Shelly had spent years inventing devices to improve the dental health of the world while, on a personal one-on-one level, he did his best to undermine the mouths of those who mistakenly let themselves be drawn into his chair. One of Shelly’s inventions had actually paid off. He had sold it to a medical products manufacturer in Iowa or Nebraska. He wasn’t quite rich, but he was close to it. I had tried to persuade him to retire and devote himself to inventing. I had failed and, in so doing, doomed who knows how many innocent and guilty mouths.

“I can’t abandon my patients,” he had explained. “They count on me. They trust me. My skills are legendary. You know that, Toby.”

He was right, but the legend was Sleepy Hollow.

“I’m interrupting?” Shelly asked, looking at Blackstone.

“Yes,” said Phil.

“Just take a minute,” Shelly said, moving forward, adjusting his glasses on his nose before they slipped off.

“Shelly,” I tried.

He held up a hand and said, “Grieg.”

“Grieg?” said Phil, turning his body in his chair to look at the dentist.

“Edvard, the composer,” said Shelly.

“You’ve got Grieg in your office?” I asked.

“No, no,” Shelly said, sitting down uninvited and glancing at Blackstone.

It was clear Shelly was trying to place the magician. I prayed to whatever gods might be that recognition didn’t come.

“I think Grieg is dead,” said Shelly. “Good point though. I’ll check. Maybe we can go into partnership. Toby, like all great discoveries, the telephone, penicillin, liverwurst, it came to me by accident. Had the radio on. That guy who plays the piano in the afternoon. Had Mrs. Westermanchen in the chair. She just closed her eyes. Music played.”

“Grieg,” said Blackstone, intrigued by this rotund vision.

“Yep,” said Shelly, pointing at Blackstone. “Worked on her cavity. Molar.
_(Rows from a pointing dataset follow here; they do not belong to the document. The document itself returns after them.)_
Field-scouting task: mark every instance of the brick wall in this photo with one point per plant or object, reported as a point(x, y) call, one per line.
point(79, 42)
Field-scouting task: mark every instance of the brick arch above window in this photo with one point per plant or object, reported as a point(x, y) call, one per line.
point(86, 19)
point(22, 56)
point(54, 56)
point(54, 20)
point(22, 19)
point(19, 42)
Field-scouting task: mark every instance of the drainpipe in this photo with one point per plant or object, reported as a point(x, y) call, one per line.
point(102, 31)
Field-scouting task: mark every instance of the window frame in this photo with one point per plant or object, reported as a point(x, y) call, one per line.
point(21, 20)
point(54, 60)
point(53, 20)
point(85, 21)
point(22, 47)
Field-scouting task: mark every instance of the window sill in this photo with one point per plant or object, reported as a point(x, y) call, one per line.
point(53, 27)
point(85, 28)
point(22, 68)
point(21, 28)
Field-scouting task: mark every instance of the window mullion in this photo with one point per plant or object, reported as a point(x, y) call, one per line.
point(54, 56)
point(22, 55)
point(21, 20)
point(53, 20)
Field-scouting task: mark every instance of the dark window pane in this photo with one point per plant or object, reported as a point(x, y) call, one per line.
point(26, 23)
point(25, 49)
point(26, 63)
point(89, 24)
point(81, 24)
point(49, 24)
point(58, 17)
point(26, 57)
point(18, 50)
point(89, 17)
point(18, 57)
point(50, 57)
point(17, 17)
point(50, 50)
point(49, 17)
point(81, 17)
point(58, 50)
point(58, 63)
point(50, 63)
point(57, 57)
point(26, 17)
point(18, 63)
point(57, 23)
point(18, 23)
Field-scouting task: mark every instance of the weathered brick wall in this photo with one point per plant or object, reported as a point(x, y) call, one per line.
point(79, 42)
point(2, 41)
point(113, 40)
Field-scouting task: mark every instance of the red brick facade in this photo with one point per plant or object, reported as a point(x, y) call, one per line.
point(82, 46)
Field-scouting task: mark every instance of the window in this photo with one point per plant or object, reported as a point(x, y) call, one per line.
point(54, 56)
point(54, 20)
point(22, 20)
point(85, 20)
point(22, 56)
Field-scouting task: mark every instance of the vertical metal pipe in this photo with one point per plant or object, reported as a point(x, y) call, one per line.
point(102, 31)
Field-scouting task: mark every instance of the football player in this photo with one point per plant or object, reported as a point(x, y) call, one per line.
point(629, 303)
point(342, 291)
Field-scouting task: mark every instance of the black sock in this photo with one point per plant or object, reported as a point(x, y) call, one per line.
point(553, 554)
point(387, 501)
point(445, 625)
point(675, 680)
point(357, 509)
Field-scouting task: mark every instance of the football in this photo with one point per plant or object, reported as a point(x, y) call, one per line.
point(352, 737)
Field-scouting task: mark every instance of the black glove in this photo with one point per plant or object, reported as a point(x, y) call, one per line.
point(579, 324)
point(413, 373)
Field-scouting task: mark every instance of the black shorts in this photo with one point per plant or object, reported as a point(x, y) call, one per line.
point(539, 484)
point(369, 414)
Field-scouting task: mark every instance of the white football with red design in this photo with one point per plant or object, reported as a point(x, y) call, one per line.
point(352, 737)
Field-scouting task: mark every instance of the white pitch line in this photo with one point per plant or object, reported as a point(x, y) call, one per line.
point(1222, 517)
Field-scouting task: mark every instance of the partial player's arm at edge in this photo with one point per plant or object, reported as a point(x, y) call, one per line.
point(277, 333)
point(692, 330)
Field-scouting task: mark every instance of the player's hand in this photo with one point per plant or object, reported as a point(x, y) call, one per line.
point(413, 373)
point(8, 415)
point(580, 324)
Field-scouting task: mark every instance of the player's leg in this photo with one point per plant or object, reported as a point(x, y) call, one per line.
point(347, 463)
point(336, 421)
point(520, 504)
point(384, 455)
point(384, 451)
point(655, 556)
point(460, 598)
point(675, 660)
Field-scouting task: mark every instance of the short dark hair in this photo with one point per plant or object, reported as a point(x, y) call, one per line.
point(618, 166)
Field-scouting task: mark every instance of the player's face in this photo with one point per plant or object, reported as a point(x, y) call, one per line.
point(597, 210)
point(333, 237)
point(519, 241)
Deep. Not a peep. Not a scream.”

Patients, except for the most stoic and those who enjoyed pain, frequently screamed under Shelly’s care.

“Tried it again with three other patients,” he said. “Worked. Grieg knocks them out. There’s a fortune here somewhere and a medical breakthrough and … the possibilities are goddamn staggering and.…”

He stopped suddenly and looked at Blackstone.

“Can I trust this guy?”

“Minck, go away,” said Phil.

Shelly got up.

“I just told the biggest secret of my life to a stranger,” Shelly bleated.

“I’m accustomed to keeping secrets,” Blackstone said, obviously amused.

“I can believe this guy?” Shelly asked, looking at me and readjusting his glasses.

“You can.”

Shelly turned to the magician, looked at him, and suddenly placed him.

“Blackstone,” he said.

Blackstone nodded.

“The magician. Hey, wait a minute. Wait a minute. Maybe we’ve got something here. Fate. Something. You’re here. Fate. I figure out the Grieg stuff. Fate. Juanita says when things like this happen, it means something.”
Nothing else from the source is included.